I asked a question about finding all non-crossing tuples which have the same content as a given tableau. The following codes in one answer works well:
from numpy import array
from collections import Counter
import itertools
import multiprocessing
from sage.parallel.multiprocessing_sage import Pool
def NonCrossingTupleWithSameContentAsT(T):
"""
Iterator over the non crossing tuples with same content as T.
"""
if not T or not T[0]:
return []
k = len(T[0])
m = len(T) # number of columns of T
content = sorted(flatten(T))
# Unfortunately, we need to record yielded solutions to avoid duplicates
#seen = set()
r=[]
for c in candidates(Counter(content), k, m):
if IsNonCrossingList(c):
r.append(tuple(sorted(c)))
# if t not in seen:
# yield t
# seen.add(t)
r=removeDuplicatesListOfLists(r)
return r
def candidates(content, k, m):
"""
Iterator over the m-tuples of k elements from content.
With this implementation, elements are not repeated in a same tuple.
INPUT:
- ``content`` -- a ``Counter`` associated to each possible element it's
multiplicity
- ``k`` -- number of elements per tuple
- ``m`` -- requested number of tuples
"""
if len(content) < k:
return
for I in itertools.combinations(content, k):
# We ensure that elements inside a k-tuple are sorted
T = (tuple(sorted(I)), )
if m == 1:
yield T
else:
for L in candidates(content - Counter(I), k, m - 1):
yield T + L
def IsNonCrossing(I,J): # I,J have the same size
k = len(I)
for a in range(k - 1):
for b in range(a + 1, k):
if (I[a+1:b] == J[a+1:b] and
not IsWeaklySeparated(I[a:b+1], J[a:b+1])):
return False
return True
def IsNonCrossingList(L):
return all(IsNonCrossing(I, J) for I, J in itertools.combinations(L, 2))

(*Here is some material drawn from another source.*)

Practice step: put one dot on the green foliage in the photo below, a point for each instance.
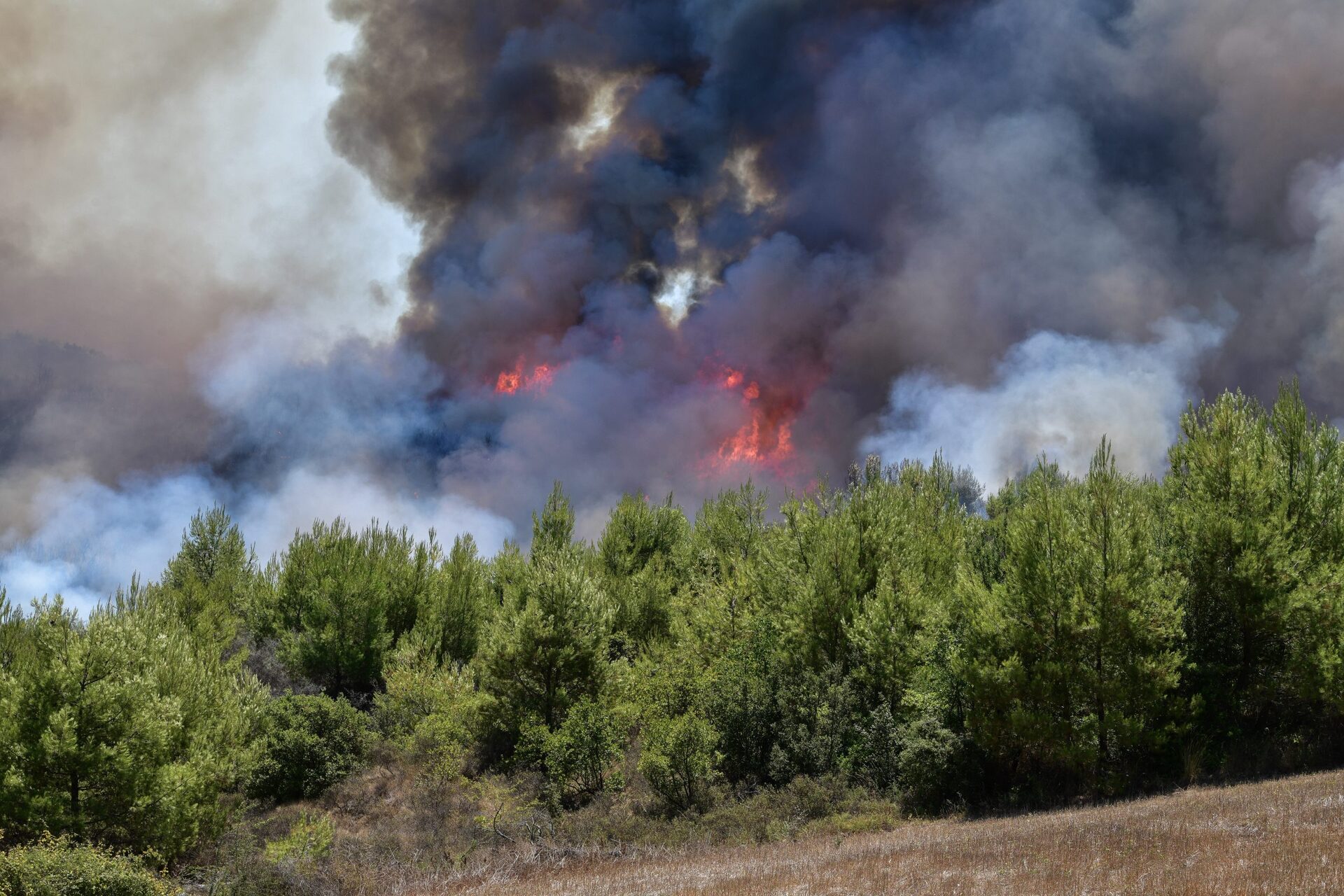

def IsWeaklySeparated(I,J): # I,J have the same size
r1 = sorted(set(I).difference(J))
r2 = sorted(set(J).difference(I))
if not r1 or not r2:
return True
if min(r1) >= min(r2):
r1, r2 = r2, r1
# Search for an index i such that list r1[:i+1] + r2 + r1[i+1:] is sorted
for i in range(len(r1) - 1):
if r2[0] < r1[i+1]:
# We check if list r1[:i+1] + r2 + r1[i+1:] is ordered
return r2[-1] <= r1[i+1]
# It remains to check if list r1 + r2 is ordered
return r1[-1] <= r2[0]
def removeDuplicatesListOfLists(l): # very fast
l.sort()
r=list(l for l,_ in itertools.groupby(l))
return r
I think that the functions candidates and NonCrossingTupleWithSameContentAsT takes most of the time of the program. So I would like to parallelize them. I tried to parallelize NonCrossingTupleWithSameContentAsT as follows:
def NonCrossingTupleWithSameContentAsTParallelMiddleStep(c):
r=[]
if IsNonCrossingList(c):
r.append(tuple(sorted(c)))
return r
def NonCrossingTupleWithSameContentAsTParallel(T):
"""
Iterator over the non crossing tuples with same content as T.
"""
if not T or not T[0]:
return []
k = len(T[0])
m = len(T) # number of columns of T
content = sorted(flatten(T))
# Unfortunately, we need to record yielded solutions to avoid duplicates
#seen = set()
print(content)
N_CPU = multiprocessing.cpu_count()
with Pool(processes=N_CPU) as p: #...map below action to as many cores as available
bb = p.starmap(NonCrossingTupleWithSameContentAsTParallelMiddleStep,[(c) for c in candidates(Counter(content), k, m)])
r=[]
for i in bb:
r=r+i
r=removeDuplicatesListOfLists(r)
return r
But it has some error when I run the following
r1=[[1,2,4],[3,5,6]]
r2=NonCrossingTupleWithSameContentAsTParallel(r1)
r2
TypeError: NonCrossingTupleWithSameContentAsTParallelMiddleStep() takes 1 positional argument but 2 were given
Do you know how to solve this problem? Thank you very much!
The following example takes about 1 hour.
r1=[[1, 3, 6], [1, 3, 7], [2, 4, 7], [2, 4, 9], [5, 8, 9], [5, 8, 9]]
r2=NonCrossingTupleWithSameContentAsT(r1)
r2
Is there some way to parallelize it such that it takes a few minutes or less on an HPC? Thank you very much!